Chereads / DUNIA ANGEL / Chapter 10 - Luka

Chapter 10 - Luka

Wajah Ayah tampak tenang. Tangannya membolak-balikkan mie pangsit tetapi tidak segera memakannya. Sesekali dia memandang Ibu tapi mendapati balasan mata yang melotot.

"Lihai benar Ayah mengubah topik pembicaraan." Tunner menghentikan sebentar aksi menyendoknya.

Kata Ayah, "Apa? Ayah hanya bertanya." Padahal kita bisa melihat dia sedang tidak tenang.

"Aku harus berkonsultasi."

"Oh. Benar juga. Maaf." Dalam sekejap, Ayah tidak jadi marah. Malahan, beliau seakan menciut di kusrsinya.

"Bagaimana jalannya?"

"Asyik sekali." Tunner tidak mengubah postur ataupun posisinya, tapi suaranya menjadi pelan dan berjarak, seolah-olah dia hendak jatuh tertidur. Tapi, Tunner kemudian menoleh kepadaku dan berkata, "Ayah ingin kita mengucap syukur supaya kelak kita semua masuk surga."

Aku menepuk-nepuk surat Tunner lagi dan mencamkan dalam hati untuk memperketat pengamanan di kamarku. Barangkali aku bisa menaburkan bedak bayi ke lantai di sekitar pintu untuk melacak jejak kaki yang bukan jejakku.

Kata Ayah, "Sudahlah. Dengar, Ibu benar, kita bisa membicarakan ini nanti saja—"

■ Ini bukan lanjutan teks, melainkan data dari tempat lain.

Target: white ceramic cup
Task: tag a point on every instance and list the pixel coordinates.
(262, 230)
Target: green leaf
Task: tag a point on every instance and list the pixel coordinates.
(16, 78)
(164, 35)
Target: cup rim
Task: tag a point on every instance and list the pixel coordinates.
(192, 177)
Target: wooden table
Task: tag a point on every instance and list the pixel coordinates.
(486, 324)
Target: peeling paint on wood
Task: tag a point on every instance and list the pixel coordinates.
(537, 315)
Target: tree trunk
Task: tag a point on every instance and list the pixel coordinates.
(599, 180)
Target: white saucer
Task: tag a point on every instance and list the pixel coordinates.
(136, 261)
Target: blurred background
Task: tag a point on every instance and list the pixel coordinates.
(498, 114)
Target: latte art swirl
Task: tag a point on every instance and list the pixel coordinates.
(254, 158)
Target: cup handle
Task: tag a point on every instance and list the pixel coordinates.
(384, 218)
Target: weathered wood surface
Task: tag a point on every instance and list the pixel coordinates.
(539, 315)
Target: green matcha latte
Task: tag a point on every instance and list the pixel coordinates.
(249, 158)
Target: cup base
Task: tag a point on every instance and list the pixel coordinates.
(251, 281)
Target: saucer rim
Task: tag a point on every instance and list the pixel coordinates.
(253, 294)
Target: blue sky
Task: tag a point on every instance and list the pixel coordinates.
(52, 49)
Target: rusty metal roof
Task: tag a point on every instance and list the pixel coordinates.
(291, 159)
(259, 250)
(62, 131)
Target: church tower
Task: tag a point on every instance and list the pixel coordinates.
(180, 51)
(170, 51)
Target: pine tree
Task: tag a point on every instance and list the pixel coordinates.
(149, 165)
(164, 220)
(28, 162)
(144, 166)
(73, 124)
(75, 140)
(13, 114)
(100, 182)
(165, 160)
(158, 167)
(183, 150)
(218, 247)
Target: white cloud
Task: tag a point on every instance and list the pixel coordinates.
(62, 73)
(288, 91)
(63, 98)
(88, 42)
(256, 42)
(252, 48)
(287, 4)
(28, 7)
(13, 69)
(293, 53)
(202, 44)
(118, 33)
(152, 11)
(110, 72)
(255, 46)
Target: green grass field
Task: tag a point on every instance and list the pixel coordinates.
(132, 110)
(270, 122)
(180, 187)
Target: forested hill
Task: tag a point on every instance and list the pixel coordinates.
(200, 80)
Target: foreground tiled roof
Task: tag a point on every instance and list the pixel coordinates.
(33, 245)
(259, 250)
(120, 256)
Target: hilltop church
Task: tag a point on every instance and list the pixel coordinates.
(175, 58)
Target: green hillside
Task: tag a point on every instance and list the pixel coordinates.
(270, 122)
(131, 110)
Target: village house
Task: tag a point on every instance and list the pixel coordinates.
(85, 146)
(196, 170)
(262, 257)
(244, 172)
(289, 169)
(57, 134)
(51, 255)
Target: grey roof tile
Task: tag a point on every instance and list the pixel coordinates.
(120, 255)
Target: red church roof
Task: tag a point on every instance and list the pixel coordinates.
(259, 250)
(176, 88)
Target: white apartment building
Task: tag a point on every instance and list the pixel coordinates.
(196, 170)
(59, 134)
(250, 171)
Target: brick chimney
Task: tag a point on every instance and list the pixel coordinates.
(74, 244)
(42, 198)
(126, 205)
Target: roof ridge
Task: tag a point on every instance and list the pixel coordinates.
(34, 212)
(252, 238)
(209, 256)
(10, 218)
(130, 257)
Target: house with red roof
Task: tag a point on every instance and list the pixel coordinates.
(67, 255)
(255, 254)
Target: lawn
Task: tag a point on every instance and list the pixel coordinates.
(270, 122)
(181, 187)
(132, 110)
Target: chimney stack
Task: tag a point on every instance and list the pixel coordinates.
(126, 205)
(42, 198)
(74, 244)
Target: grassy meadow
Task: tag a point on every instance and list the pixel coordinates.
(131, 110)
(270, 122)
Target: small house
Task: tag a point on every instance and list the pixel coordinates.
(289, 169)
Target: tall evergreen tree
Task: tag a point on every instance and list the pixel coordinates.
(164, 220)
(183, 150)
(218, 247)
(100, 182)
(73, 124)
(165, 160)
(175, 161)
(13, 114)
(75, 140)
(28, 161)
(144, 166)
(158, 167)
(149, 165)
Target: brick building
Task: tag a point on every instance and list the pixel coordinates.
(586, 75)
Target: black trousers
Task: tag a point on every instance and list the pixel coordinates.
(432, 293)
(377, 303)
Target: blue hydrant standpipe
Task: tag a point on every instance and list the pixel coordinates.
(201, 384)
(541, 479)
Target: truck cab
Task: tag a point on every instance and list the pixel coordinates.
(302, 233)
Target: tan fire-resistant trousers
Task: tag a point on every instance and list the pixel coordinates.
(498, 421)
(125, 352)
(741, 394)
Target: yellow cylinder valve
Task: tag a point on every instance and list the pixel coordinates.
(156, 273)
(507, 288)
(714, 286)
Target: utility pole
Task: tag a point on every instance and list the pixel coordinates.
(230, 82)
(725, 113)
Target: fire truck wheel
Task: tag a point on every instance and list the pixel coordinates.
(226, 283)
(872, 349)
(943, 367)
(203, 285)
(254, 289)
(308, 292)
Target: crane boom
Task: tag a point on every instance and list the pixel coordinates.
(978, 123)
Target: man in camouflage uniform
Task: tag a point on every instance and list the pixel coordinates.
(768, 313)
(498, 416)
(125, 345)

"Makasih makanannya," Tunner berkata, kemudian meraup separuh pangsit dari piringnya ke dalam mulut sehingga pipinya meregang dan kocak karena kepenuhan pangsit, tapi tak seorang pun tertawa. Pangsit dan saus mengucur dari mulutnya, menetes-netes ke dagunya, sampai ke piring.

Ibu dan aku berkata, "Jangan, Tunner. Jijik," dan "Ih, amit-amit," secara bebarengan.

"Hei, dengar ya, Ayah selalu berusaha untuk menghormati kelian dan tidak memaksakan iman kepada kalian, jadi—"

"Misalkan dengan menyuruh kami mengucap syukur, ya?"

"Jadi, kau juga harus menghormati keimanan Ayah!"

Volume suara Ayah meninggi hingga lebih keras daripada tabuhan jemarinya tadi. Ayah memiliki pengeras suara yang tersembunyi di dalam dadanya, yang dapat menggoyang-goyangkan tembok dan mengguncangkan fondasi. Beliau menundukkan kepala dan menikmati pastanya.

Aku tidak bisa membaca ekspresi Ibu. Biasanya Ibu menegur Ayah apabila berteriak-teriak dan Ayah niscaya cepat-cepat meminta maaf kepada kami semua. Selagi kami semua membisu, Ibu duduk sambil bertopang dagu dan memperhatikan Tunner.

"Eh, Yah. Hari ini aku membicarakan surga. Waktu konsultasi." Tunner mengelap wajahnya dengan punggung tangan dan lantas berkedip kepadaku.

Ayah berhenti mengajakku ke tempat peribadatan saat umurku empat tahun. Kenanganku mengenai termpat itu semata-mata berkisar di seputar rasa bosan, bangku-bangju kayu, dan bukti kereta salju. Jadi, surga yang kuketahui merupakan konsep samar menggelisahkan yang hampir seperti main-main belaka, semacam gado-gado kultural membingungkan yang terdiri dari awal gemuk, harpa, malaikat bersayap, sinar mentari keemasan, tangan raksasa yang mungkin adalah milik pria raksasa berjanggut putih panjang lebat bernama Tuhan atau mungkin juga bukan.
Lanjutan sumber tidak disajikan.